Shannon: I read about it.
Darshan: You might just actually see the video, but he apparently ended that by saying, "This is the new standard of care." And for that, I believe he went to jail for 12 years and lost his license. From a pure HIPAA perspective is what he did theoretically even possible? Or did he violate that in the process anyways?
Shannon: Well, HIPAA protects not just a patient's name and other direct identifiers, but HIPAA protects a number of data elements related to the patient. For example, I haven't seen a video of the incident, but if it had the patients face in it or something like that, that's protected under HIPAA. Also, something that a lot of people don't think about when they're talking about, "Oh, I'm just using de-identified data," HIPAA under what we call the safe harbor for de-identification, requires that you remove all elements of dates related to a patient other than the year.

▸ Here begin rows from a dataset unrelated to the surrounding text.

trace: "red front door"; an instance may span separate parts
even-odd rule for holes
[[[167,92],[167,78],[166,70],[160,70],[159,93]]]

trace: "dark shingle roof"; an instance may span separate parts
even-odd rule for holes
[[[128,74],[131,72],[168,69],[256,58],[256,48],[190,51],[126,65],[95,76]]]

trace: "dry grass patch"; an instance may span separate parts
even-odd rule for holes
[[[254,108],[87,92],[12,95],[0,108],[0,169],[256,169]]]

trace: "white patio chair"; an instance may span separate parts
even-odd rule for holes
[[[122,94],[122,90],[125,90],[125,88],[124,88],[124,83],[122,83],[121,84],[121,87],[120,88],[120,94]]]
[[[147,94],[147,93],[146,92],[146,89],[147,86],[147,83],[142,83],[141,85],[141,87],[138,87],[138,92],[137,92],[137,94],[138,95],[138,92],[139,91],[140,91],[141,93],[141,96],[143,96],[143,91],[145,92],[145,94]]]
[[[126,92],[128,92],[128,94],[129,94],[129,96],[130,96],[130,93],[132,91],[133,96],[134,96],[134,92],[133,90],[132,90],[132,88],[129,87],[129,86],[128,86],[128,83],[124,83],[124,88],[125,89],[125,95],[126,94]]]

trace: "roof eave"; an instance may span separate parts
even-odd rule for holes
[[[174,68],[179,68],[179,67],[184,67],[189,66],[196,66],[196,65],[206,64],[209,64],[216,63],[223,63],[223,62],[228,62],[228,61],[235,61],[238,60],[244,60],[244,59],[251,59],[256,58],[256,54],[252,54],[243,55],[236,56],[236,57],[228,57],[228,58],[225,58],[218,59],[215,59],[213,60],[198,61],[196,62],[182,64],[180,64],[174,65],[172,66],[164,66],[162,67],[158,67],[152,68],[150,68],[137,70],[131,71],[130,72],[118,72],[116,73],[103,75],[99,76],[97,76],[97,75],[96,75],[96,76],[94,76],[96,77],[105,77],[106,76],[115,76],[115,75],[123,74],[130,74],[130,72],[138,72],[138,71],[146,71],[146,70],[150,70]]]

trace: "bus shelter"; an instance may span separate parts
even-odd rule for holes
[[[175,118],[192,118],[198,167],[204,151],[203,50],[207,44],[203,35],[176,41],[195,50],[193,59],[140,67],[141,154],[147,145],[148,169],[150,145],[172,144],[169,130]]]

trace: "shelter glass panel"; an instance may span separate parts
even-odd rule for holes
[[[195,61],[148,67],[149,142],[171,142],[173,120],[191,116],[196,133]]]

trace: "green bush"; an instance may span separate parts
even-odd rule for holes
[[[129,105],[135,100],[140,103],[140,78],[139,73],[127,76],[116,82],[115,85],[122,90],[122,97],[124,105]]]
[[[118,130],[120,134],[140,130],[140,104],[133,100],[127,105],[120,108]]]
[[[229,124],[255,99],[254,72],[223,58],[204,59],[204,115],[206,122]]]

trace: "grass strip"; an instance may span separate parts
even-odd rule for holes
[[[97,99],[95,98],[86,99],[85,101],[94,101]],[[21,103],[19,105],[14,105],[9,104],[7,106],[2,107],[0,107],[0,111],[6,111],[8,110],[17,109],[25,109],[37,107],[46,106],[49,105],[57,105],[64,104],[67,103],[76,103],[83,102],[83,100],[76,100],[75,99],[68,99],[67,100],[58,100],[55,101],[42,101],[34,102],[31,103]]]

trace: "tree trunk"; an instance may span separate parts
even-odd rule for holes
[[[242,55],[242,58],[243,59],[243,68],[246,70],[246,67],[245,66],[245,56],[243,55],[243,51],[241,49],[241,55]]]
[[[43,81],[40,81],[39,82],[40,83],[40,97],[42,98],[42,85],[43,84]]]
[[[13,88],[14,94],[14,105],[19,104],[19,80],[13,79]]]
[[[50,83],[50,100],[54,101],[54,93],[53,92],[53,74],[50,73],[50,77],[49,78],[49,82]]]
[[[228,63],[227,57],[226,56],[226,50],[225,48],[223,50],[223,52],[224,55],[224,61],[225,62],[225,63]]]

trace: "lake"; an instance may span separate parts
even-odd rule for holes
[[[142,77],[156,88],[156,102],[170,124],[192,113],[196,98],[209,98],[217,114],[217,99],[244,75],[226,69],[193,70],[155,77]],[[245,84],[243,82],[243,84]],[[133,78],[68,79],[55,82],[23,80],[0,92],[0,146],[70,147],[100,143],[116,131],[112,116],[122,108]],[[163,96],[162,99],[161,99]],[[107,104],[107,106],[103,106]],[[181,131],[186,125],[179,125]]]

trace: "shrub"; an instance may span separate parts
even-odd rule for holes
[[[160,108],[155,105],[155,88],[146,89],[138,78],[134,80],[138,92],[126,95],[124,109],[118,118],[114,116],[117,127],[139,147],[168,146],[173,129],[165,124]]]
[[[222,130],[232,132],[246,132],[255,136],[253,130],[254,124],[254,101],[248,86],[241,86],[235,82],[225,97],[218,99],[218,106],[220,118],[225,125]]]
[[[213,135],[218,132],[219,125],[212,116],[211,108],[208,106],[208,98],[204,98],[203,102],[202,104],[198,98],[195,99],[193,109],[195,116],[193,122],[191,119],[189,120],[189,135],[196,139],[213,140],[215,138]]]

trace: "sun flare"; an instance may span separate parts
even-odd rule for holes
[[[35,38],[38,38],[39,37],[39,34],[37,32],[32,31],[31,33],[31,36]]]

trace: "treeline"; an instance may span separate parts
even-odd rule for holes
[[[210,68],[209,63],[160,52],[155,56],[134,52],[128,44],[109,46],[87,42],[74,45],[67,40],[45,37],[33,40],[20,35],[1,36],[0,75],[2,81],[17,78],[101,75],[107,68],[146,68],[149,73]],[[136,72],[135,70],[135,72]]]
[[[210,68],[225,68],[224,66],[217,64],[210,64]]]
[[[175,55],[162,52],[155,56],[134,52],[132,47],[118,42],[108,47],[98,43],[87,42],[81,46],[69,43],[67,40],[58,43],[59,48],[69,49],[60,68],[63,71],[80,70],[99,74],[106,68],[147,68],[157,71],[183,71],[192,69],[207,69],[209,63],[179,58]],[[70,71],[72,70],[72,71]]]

If a doctor is going on a video platform or social media and disclosing the fact that they did a particular procedure on a particular day, that is in my view, kind of risky from a HIPAA perspective because it raises the question about whether the information was completely de-identified. There's other ways to establish that it was de-identified. But I think that any time you show any part of a patient on a video, you're running a risk because that video is probably associated with a date. That patient could have other characteristics that are unique, that would identify that patient somehow, maybe their voice is on the video, or maybe they've got a tattoo that you can see or maybe they have an unusual injury or condition. There's that.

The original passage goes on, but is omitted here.